How long the Liberals will be able to rely on a highly effective public image remains unclear. What would happen to the Liberal lead if the party followed through on its campaign promise to reform current electoral practices, a reform that would make electing other parties easier? Can Liberals continue to defer other actions like modifying Bill C-51, a state surveillance bill passed under the Harper government and a hot-button campaign issue? Will protests like those in Standing Rock come to Canada as new pipelines are approved or will Mr. Trudeau find ways to honor his expressed desire for a nation-to-nation coalition between Canada and indigenous peoples? How will he manage a relationship with President-elect Donald J. Trump, who said during his campaign that he would scrap NAFTA without significant renegotiations and set conditions for defending other NATO nations, both important institutions for Canada’s place in the world?

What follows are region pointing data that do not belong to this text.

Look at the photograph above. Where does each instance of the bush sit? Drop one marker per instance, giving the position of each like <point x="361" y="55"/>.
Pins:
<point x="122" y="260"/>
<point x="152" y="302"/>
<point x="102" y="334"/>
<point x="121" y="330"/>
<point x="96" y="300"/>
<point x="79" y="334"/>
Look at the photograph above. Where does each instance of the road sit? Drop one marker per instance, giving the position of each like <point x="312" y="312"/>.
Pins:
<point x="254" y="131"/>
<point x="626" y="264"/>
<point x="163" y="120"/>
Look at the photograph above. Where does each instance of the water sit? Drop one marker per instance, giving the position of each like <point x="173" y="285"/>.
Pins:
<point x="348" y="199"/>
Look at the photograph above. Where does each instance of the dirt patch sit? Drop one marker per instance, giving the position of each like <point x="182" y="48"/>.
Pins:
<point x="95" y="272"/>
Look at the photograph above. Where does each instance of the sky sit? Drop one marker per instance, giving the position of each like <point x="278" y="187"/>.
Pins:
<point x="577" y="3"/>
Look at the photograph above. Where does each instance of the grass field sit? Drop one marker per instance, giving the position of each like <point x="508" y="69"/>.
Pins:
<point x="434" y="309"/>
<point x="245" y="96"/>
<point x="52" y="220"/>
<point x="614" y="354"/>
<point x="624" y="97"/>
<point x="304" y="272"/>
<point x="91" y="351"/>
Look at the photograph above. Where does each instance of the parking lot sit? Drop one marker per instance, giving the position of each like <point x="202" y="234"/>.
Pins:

Though the first year for Mr. Trudeau has hardly been as smooth as his public relations strategy might suggest, a significant contingent of those who voted for the Liberals seem to be willing to wait and see what else is on the horizon. How sunny that horizon now appears depends on whom you ask. As the Liberals begin their second year, the dip in approval ratings may or may not continue, but among marginalized people living in Canada and those concerned with global problems like climate change, the clouds are gathering.
Editor's note: A correction was made on Dec. 15 at 5:44 p.m. Jacob Remes, historian of North America at New York University, had been misqouted. Mr. Remes had said, "racialized other," not "radicalised other."